New York University President John Sexton today bestowed an honorary doctorate on Jaroslav Pelikan, renowned professor of history at Yale University, at NYU’s 173rd Commencement Exercises in Washington Square Park. Some 19,000 graduates, faculty, staff, and guests attended the morning ceremony.
The following citation was read in conferring the Doctor of Humane Letters degree, honoris causa, on Jaroslav Pelikan:
Jaroslav Jan Pelikan, Jr.-world authority on the evolution of Christianity and medieval intellectual history, you have made Yale University your academic home since 1962, where you have inspired generations of students who revere you as a master teacher. Fluent in nine languages, you are editor and translator of primary texts from the biblical, classical, medieval, reformation and modern periods and author of more than 30 books including the five-volume The Christian Tradition: A History of the Development of Doctrine, widely acknowledged as the foremost history of its kind.

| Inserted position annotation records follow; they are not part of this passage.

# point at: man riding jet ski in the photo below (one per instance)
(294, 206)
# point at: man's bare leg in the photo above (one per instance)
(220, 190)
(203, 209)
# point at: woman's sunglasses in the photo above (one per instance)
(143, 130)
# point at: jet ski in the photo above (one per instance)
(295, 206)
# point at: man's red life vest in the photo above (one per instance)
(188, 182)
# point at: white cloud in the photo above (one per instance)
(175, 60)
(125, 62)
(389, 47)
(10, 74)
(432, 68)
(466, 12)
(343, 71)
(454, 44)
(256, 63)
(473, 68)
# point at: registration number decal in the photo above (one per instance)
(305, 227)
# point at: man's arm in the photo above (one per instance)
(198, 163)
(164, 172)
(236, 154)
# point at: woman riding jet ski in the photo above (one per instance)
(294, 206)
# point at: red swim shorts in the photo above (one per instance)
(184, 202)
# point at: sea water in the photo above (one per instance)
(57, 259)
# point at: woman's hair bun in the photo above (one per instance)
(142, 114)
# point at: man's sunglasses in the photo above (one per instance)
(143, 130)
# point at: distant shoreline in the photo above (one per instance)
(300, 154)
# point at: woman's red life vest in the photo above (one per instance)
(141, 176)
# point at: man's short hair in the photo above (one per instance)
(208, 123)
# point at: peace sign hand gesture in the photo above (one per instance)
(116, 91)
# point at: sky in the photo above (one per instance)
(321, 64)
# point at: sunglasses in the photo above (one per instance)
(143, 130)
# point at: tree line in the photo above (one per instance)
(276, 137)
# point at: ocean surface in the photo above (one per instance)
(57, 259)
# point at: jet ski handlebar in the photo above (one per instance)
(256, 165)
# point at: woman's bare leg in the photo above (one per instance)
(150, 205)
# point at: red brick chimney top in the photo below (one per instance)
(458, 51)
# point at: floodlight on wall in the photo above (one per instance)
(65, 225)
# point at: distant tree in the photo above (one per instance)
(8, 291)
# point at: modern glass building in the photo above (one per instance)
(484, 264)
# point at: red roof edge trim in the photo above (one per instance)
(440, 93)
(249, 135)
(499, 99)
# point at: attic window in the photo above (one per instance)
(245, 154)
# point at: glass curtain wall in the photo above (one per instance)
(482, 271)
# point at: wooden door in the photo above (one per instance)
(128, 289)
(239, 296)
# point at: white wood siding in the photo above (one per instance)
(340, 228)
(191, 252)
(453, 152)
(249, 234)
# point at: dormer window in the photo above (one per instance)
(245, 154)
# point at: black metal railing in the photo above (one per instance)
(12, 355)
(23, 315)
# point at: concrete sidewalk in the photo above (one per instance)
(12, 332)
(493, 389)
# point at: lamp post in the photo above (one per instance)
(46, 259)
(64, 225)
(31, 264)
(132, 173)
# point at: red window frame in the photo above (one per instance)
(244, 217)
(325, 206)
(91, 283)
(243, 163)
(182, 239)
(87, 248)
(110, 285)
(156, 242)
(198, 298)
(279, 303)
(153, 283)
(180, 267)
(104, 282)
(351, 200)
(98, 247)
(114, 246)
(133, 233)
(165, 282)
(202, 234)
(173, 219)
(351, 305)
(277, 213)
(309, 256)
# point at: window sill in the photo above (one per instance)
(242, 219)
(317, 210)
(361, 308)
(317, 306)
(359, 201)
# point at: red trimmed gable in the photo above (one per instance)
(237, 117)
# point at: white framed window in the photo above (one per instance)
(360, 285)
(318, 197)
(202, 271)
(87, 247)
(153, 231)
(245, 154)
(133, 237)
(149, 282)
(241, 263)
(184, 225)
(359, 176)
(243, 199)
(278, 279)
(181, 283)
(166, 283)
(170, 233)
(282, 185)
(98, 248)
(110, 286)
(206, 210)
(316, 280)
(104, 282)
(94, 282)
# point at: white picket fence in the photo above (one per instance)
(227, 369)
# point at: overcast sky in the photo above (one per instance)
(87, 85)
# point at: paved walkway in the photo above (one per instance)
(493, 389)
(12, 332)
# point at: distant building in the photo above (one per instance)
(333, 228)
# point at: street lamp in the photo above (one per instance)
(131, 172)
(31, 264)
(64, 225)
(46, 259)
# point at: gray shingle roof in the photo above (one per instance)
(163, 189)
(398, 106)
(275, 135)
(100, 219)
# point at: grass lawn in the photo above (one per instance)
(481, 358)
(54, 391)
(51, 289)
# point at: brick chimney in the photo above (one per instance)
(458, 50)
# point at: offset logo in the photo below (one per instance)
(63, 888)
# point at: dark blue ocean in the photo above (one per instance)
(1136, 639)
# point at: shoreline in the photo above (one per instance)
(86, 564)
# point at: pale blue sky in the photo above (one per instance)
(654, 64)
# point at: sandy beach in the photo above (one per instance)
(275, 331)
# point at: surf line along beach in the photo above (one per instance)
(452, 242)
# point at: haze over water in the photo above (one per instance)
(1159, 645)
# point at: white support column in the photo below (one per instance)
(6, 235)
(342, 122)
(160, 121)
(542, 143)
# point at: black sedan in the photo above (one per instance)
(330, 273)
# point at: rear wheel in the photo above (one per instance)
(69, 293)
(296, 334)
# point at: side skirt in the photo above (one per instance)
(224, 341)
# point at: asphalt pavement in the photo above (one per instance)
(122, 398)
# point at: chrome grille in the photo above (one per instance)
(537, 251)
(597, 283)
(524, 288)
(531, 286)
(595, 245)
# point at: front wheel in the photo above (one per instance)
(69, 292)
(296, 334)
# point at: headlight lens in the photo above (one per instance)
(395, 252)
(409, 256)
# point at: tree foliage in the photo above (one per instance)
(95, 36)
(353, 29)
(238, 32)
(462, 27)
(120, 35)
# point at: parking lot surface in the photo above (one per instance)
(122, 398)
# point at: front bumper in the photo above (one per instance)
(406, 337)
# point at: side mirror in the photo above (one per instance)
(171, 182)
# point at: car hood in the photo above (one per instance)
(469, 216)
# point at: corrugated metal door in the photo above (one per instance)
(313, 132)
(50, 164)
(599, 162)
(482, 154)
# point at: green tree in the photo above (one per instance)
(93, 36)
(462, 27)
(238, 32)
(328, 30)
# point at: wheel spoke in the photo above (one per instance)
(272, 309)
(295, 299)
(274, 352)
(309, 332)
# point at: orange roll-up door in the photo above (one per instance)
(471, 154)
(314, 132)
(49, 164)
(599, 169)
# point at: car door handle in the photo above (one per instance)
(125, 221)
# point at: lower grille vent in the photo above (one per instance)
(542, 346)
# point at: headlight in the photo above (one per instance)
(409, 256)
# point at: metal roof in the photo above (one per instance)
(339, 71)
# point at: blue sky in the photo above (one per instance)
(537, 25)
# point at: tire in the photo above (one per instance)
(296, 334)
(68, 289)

Arguably the greatest of contemporary scholars of religion, you have received the Library of Congress’ John W. Kluge Prize for Lifetime Achievement in the Human Sciences and have delivered the Jefferson Lecture in the Humanities, the highest honor conferred by the U.S. government for outstanding achievement in the humanities. Wise, eloquent, and engaging, you write for both scholars and the general reader and have offered the world an alluring guide to its best seller in your recent title, Whose Bible Is It? And, in 1992, you gave the world your magnificent insights into the ideal of the university in an epic dialogue with John Cardinal Newman.
Jaroslav Jan Pelikan, Jr.- brilliant exemplar of the central aim of a university to create and transmit knowledge, and astute commentator on what a university is and ought to be, you have deeply shaped our thinking about the vocation we have chosen. By virtue of the authority vested in me, I am pleased to confer upon you the degree of Doctor of Humane Letters, honoris causa.